Project

Fine-tuning GPT models for lexicography

Code
bof/baf/4y/2024/01/1120
Duration
01 January 2024 → 31 December 2025
Funding
Regional and community funding: Special Research Fund
Research disciplines
  • Natural sciences
    • Natural language processing
  • Humanities and the arts
    • African languages
    • English language
    • Lexicography
Keywords
Engels Bantoe Groot Taalmodel Lexicografie Generatieve AI
 
Project description

Soon after the release of ChatGPT, the state of the art of generative AI in lexicography was surveyed (cf. de Schryver 2023). If one is to believe that survey, as well as many subsequent studies (esp. Lew and colleagues 2024), generative AI has now made lexicographers, as well as dictionaries themselves, redundant.
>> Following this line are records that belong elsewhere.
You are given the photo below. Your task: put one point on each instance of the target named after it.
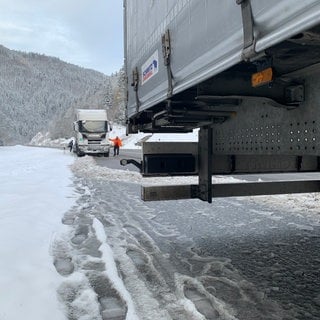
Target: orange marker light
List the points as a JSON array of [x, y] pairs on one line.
[[262, 77]]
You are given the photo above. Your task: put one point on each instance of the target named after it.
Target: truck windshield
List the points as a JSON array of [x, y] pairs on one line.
[[93, 126]]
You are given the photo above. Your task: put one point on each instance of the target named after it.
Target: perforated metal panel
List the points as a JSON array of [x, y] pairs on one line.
[[262, 129]]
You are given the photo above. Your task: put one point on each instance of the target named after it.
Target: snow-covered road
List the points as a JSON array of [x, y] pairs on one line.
[[119, 258]]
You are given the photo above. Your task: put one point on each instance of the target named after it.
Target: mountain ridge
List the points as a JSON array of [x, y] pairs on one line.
[[40, 94]]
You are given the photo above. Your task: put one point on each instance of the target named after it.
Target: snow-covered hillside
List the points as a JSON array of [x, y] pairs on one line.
[[40, 93]]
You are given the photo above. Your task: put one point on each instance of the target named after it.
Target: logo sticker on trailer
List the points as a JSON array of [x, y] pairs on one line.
[[150, 68]]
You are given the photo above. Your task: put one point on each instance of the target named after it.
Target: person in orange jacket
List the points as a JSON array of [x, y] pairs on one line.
[[117, 143]]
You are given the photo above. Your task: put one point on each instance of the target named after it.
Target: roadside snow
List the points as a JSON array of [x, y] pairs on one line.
[[35, 193]]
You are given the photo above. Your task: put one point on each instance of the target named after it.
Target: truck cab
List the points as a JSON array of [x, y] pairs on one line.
[[92, 132]]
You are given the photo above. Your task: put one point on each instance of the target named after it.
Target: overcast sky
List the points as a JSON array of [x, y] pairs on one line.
[[87, 33]]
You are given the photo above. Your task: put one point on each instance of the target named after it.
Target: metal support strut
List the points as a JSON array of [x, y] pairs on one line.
[[205, 163], [249, 41], [135, 85], [166, 50]]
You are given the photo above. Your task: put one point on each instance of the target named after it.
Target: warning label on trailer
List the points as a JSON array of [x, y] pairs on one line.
[[150, 68]]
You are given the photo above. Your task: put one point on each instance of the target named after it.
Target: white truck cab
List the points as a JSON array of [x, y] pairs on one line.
[[92, 132]]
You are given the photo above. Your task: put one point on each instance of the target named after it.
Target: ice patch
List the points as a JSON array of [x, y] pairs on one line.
[[111, 269]]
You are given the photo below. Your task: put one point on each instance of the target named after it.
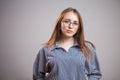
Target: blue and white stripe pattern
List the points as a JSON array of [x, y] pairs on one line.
[[56, 63]]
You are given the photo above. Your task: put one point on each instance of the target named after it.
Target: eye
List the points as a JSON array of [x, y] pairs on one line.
[[75, 23]]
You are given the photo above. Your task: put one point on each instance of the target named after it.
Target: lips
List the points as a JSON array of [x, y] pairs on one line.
[[69, 31]]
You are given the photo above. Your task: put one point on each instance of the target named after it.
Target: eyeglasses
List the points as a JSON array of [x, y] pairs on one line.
[[67, 22]]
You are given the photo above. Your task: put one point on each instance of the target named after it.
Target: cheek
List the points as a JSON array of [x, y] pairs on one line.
[[75, 29]]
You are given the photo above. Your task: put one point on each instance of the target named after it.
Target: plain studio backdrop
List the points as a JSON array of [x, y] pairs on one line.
[[26, 24]]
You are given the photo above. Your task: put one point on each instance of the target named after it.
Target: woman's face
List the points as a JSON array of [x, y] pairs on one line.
[[69, 24]]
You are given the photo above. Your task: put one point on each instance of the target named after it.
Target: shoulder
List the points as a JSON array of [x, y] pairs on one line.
[[43, 49], [90, 45]]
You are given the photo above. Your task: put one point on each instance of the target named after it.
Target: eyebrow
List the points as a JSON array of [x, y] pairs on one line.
[[70, 20]]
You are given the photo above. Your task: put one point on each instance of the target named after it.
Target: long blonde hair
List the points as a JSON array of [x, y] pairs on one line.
[[79, 36]]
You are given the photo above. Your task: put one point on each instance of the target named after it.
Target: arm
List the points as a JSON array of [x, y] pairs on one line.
[[94, 72], [39, 66]]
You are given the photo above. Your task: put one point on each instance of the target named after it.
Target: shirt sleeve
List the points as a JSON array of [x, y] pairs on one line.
[[94, 72], [39, 66]]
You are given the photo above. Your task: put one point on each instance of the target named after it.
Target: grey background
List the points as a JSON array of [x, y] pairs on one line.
[[26, 24]]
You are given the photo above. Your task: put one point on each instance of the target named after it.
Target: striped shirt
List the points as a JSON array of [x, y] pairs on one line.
[[56, 63]]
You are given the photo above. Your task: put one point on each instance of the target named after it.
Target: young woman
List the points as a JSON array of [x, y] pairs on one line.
[[67, 55]]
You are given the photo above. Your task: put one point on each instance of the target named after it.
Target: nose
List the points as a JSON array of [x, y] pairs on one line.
[[70, 26]]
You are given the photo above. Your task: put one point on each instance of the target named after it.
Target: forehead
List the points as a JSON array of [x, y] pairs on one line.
[[71, 15]]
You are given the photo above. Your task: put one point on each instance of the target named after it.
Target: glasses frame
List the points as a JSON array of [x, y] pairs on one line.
[[67, 22]]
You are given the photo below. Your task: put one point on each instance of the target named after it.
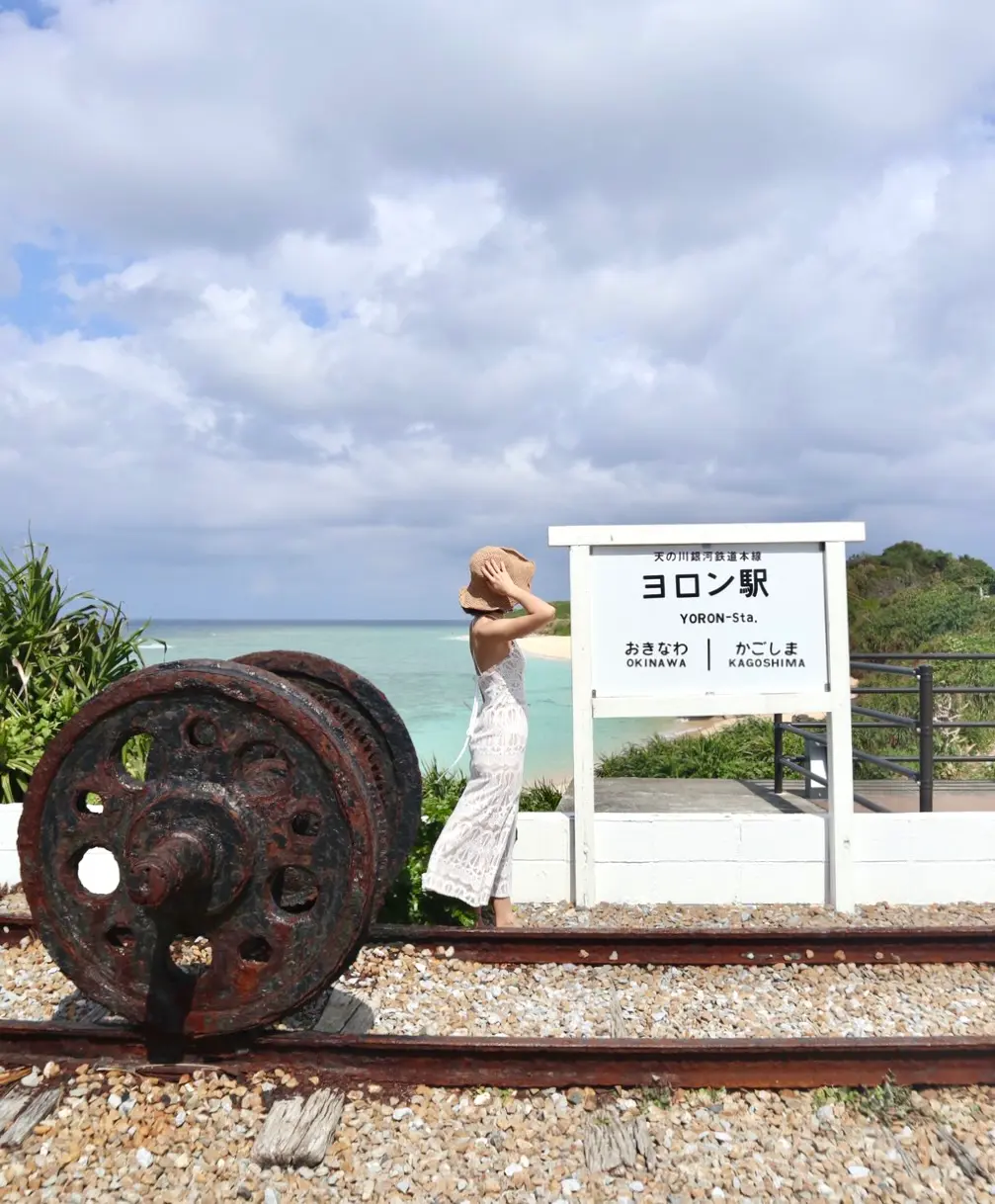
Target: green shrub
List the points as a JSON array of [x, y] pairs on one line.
[[407, 902], [56, 650]]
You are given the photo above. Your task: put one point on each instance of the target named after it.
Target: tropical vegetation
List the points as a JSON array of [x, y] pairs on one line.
[[56, 650], [908, 598]]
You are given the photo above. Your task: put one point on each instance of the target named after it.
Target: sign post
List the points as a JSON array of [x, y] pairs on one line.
[[735, 619]]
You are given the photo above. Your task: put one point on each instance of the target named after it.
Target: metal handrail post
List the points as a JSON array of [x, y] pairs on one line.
[[779, 754], [924, 673]]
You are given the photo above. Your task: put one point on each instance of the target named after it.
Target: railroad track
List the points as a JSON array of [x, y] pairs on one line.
[[509, 1062], [669, 946]]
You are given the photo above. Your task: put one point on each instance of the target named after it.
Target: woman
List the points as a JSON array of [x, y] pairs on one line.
[[471, 859]]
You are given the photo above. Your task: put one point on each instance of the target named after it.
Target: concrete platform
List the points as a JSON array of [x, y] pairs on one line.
[[697, 796]]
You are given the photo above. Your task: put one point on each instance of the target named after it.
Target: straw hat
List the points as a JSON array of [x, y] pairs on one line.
[[479, 595]]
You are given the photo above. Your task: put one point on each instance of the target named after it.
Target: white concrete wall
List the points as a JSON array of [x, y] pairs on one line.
[[712, 859], [939, 857], [679, 859]]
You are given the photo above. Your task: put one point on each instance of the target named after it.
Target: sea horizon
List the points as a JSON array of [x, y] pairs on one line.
[[423, 667]]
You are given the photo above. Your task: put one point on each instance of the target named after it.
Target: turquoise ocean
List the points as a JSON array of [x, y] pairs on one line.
[[426, 672]]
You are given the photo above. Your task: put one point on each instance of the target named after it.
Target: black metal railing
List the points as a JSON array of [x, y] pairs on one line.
[[919, 767]]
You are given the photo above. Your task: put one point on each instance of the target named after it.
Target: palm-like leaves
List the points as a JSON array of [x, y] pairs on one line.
[[56, 650]]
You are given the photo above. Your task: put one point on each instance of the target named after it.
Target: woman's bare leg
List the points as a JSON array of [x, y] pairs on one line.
[[504, 917]]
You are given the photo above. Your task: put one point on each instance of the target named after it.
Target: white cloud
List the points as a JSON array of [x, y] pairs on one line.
[[432, 268]]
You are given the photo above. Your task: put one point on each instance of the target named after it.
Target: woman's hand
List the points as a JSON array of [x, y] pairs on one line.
[[498, 578]]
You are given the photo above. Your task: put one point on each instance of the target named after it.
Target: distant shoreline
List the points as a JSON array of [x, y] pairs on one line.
[[546, 647]]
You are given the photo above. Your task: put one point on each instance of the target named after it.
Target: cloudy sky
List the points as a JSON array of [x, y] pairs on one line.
[[299, 302]]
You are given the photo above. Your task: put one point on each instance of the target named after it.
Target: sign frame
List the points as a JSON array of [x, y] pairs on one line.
[[834, 701]]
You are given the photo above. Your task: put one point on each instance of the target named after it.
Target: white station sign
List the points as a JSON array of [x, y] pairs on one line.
[[710, 619]]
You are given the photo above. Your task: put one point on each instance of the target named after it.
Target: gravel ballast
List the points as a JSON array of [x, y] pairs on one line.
[[118, 1137], [122, 1137]]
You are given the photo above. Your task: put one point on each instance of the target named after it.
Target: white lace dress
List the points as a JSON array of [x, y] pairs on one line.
[[471, 859]]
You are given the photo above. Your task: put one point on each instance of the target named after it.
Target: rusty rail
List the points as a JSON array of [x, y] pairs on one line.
[[673, 946], [700, 946], [538, 1062]]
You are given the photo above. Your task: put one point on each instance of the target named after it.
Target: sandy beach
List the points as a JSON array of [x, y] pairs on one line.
[[547, 647]]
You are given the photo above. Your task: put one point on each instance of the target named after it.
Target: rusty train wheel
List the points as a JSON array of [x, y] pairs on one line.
[[252, 827], [379, 738]]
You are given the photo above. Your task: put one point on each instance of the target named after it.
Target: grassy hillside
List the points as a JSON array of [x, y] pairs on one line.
[[911, 597]]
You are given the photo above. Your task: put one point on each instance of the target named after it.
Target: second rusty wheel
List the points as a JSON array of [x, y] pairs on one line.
[[379, 738], [249, 828]]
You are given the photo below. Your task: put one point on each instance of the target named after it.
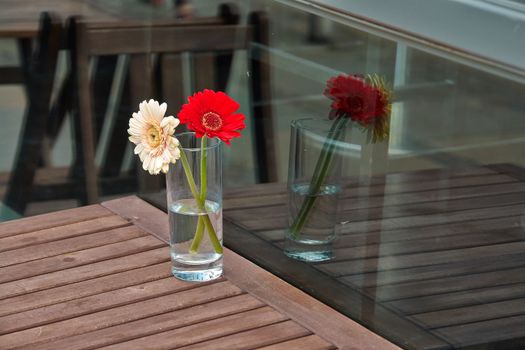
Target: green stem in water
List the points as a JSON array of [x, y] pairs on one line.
[[194, 248], [193, 188], [321, 171]]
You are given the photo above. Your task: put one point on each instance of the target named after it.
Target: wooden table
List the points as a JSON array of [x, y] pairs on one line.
[[99, 276], [430, 259]]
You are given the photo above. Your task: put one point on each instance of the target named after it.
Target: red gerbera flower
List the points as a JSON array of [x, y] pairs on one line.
[[212, 114], [354, 98]]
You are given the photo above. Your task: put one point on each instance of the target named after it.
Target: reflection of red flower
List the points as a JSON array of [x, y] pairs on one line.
[[353, 97], [211, 113]]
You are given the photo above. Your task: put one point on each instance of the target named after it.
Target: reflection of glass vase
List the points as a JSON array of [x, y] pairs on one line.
[[194, 257], [314, 186]]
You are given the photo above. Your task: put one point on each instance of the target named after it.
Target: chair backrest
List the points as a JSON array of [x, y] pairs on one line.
[[162, 43]]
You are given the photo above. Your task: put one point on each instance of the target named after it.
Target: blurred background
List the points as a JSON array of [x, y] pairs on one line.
[[456, 69]]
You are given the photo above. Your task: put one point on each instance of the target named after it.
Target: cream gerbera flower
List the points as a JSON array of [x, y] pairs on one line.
[[153, 136]]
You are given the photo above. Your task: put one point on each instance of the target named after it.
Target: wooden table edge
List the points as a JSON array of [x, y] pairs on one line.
[[299, 306]]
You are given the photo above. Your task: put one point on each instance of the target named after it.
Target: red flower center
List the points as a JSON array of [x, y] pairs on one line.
[[211, 121], [355, 104]]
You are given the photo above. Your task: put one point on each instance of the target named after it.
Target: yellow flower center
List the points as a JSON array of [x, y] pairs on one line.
[[153, 136], [212, 121]]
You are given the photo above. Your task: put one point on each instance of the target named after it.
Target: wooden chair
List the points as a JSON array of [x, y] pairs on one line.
[[39, 75], [210, 43]]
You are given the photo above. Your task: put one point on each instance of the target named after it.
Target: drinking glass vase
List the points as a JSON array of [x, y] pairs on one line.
[[194, 258], [314, 186]]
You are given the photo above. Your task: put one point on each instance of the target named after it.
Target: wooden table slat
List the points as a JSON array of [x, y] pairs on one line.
[[118, 315], [450, 284], [83, 257], [100, 224], [430, 272], [153, 325], [81, 273], [488, 331], [310, 342], [45, 221], [216, 328], [69, 245], [90, 304], [470, 314], [444, 301], [82, 289], [258, 337]]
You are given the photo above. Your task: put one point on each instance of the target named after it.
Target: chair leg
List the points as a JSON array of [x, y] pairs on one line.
[[39, 77]]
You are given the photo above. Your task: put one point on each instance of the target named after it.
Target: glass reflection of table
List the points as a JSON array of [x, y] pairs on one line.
[[429, 259]]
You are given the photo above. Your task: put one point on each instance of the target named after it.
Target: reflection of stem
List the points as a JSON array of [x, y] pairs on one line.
[[194, 248], [321, 171], [205, 218]]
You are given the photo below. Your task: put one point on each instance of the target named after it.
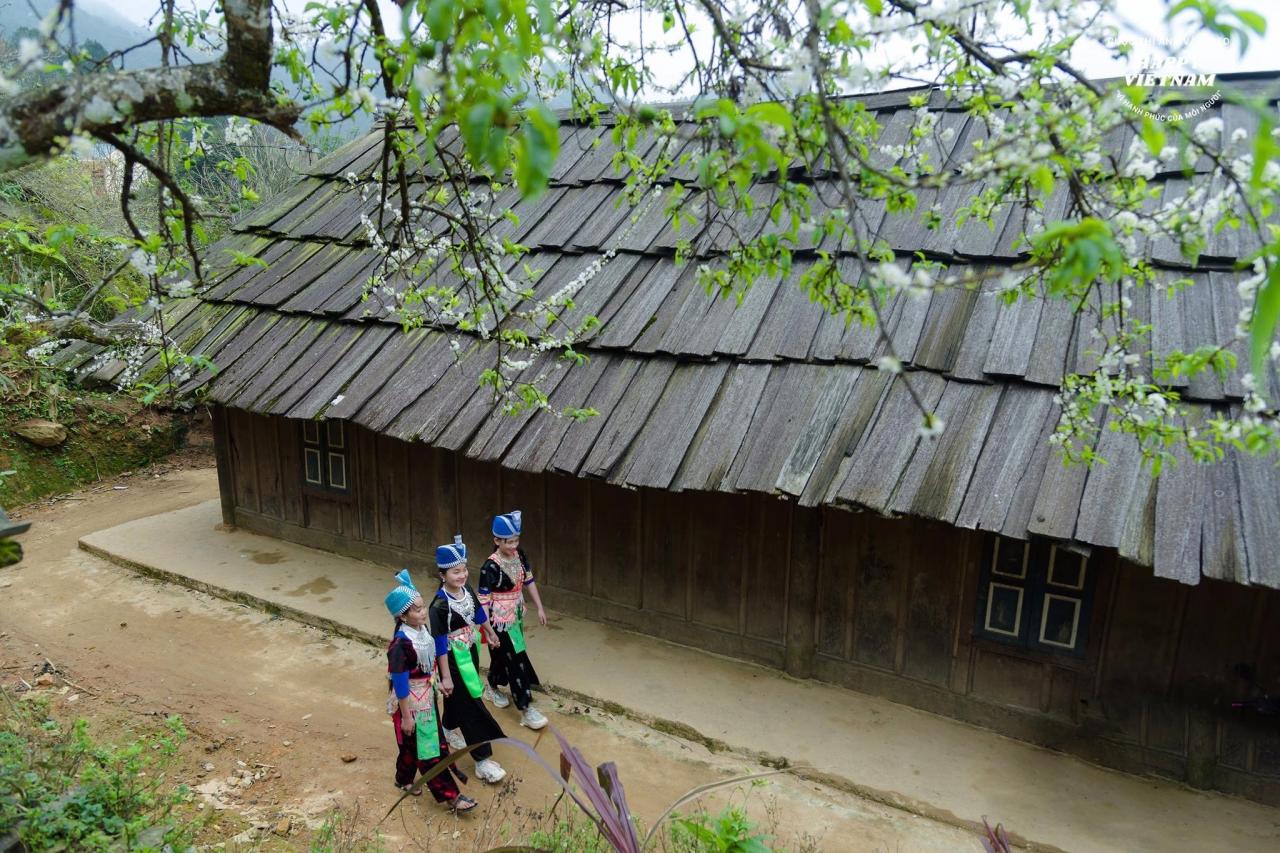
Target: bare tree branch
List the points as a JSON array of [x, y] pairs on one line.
[[37, 124]]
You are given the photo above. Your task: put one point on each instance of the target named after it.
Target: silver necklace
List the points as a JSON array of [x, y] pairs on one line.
[[466, 609]]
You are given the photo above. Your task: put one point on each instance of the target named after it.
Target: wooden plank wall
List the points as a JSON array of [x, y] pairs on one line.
[[890, 610]]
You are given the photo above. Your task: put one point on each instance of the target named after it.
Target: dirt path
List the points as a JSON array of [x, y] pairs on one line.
[[289, 701]]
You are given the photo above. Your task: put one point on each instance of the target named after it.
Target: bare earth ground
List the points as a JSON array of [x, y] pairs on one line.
[[275, 706]]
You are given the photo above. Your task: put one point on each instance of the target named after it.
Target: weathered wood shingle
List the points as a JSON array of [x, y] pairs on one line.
[[759, 389]]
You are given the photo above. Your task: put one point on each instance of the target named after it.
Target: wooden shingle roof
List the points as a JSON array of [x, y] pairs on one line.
[[772, 395]]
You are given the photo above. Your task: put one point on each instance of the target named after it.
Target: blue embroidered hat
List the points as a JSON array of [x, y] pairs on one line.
[[507, 525], [402, 597], [451, 555]]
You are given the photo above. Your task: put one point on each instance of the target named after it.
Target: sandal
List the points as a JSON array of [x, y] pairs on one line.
[[462, 803]]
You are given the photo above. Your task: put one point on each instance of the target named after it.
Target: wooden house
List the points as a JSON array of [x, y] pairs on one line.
[[754, 487]]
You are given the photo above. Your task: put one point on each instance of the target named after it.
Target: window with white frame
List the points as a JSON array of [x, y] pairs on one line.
[[324, 454], [1034, 594]]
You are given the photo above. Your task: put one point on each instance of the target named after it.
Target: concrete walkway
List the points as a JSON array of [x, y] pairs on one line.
[[872, 747]]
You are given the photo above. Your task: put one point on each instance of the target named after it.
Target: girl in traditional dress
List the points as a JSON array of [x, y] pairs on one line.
[[410, 664], [457, 620], [503, 579]]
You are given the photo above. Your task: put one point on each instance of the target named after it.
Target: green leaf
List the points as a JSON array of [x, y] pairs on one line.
[[475, 129], [1253, 21], [1043, 179], [771, 113], [1153, 136], [1265, 315]]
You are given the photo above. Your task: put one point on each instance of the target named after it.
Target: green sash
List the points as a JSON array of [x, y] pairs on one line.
[[516, 632], [426, 734], [467, 667]]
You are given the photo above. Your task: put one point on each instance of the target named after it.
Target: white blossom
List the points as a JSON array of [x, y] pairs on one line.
[[238, 131], [144, 261]]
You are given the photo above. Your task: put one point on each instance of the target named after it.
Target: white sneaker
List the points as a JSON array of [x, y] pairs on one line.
[[490, 771], [533, 717], [496, 696]]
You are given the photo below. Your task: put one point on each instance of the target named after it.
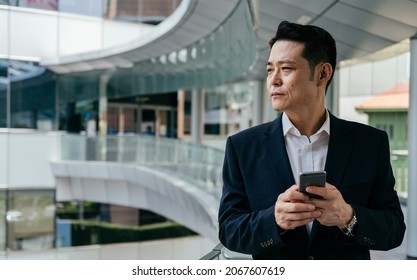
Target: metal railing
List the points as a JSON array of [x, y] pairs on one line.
[[195, 163]]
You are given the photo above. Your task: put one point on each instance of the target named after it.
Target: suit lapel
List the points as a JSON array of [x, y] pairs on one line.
[[276, 153], [340, 145]]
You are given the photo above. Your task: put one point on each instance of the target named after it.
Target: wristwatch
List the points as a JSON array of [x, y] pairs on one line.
[[351, 225]]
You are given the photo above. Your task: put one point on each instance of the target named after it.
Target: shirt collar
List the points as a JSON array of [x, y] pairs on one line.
[[288, 127]]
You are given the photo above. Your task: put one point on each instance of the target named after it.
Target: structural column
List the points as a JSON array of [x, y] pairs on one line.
[[180, 114], [412, 155], [197, 110], [102, 111]]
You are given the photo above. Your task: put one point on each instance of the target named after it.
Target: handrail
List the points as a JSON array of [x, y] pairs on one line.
[[195, 163], [214, 254]]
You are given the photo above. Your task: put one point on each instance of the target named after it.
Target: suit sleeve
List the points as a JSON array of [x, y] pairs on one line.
[[381, 225], [240, 228]]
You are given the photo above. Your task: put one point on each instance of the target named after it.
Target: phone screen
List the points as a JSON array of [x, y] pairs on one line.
[[312, 178]]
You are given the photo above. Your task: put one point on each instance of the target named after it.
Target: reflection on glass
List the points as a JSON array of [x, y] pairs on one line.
[[2, 220], [30, 219]]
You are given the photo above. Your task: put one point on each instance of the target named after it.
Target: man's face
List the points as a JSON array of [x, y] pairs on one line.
[[292, 88]]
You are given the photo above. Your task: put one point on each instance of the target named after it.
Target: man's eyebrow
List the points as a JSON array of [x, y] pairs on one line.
[[282, 62]]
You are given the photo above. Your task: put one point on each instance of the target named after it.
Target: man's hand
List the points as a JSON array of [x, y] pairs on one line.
[[334, 210], [294, 209]]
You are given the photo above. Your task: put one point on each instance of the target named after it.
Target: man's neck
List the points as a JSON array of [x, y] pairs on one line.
[[308, 123]]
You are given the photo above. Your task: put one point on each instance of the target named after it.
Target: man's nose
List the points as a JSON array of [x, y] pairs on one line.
[[276, 79]]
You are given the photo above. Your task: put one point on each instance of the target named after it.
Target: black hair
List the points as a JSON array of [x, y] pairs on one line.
[[319, 45]]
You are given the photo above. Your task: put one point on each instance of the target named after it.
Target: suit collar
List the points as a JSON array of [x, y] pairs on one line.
[[276, 153], [340, 145]]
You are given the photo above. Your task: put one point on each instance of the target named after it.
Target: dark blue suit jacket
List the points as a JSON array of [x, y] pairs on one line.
[[257, 169]]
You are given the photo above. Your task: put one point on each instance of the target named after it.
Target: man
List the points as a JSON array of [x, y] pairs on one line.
[[262, 212]]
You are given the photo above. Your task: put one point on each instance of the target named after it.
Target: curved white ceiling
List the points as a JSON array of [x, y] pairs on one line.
[[359, 27]]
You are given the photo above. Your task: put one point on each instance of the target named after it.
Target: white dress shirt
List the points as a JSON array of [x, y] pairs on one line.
[[306, 154]]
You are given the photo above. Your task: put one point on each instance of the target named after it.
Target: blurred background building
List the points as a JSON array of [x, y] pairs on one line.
[[114, 113]]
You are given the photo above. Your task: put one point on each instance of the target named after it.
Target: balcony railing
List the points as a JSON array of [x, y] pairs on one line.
[[195, 163]]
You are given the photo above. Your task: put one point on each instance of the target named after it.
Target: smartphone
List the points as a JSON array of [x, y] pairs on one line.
[[312, 178]]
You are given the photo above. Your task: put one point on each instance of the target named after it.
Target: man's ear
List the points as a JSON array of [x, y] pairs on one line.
[[325, 72]]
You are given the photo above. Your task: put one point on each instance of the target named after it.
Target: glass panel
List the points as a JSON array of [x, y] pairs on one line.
[[3, 91], [30, 219], [2, 220]]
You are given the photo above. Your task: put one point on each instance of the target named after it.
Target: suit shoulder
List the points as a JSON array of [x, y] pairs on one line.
[[360, 128]]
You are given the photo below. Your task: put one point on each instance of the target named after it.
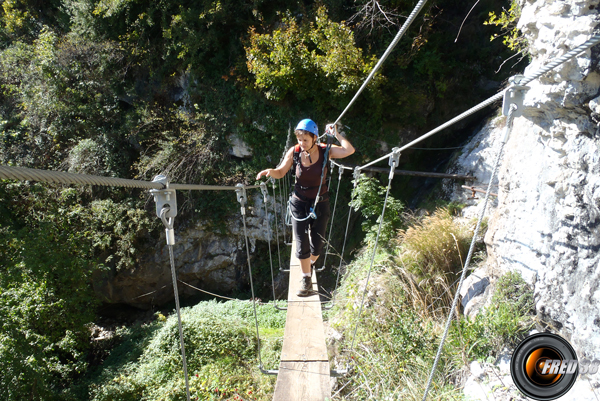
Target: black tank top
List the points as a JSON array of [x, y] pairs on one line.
[[308, 178]]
However, these studies conveniently assume that because it works for English, it will work for any other language. It is time to reveal the truth. Pairing any other language with English only produces look-alikes: the lexicographic material appears to be sound, until one scratches the surface and realises that what was generated is ‘translated English’. When it comes to dictionaries for languages of limited diffusion, the use of existing models mostly produce gibberish. In this research project, various comparisons will be made between out-of-the-box, customisation and fine-tuned GPT models for lexicography, with a focus on monolingual dictionaries for undocumented Bantu languages.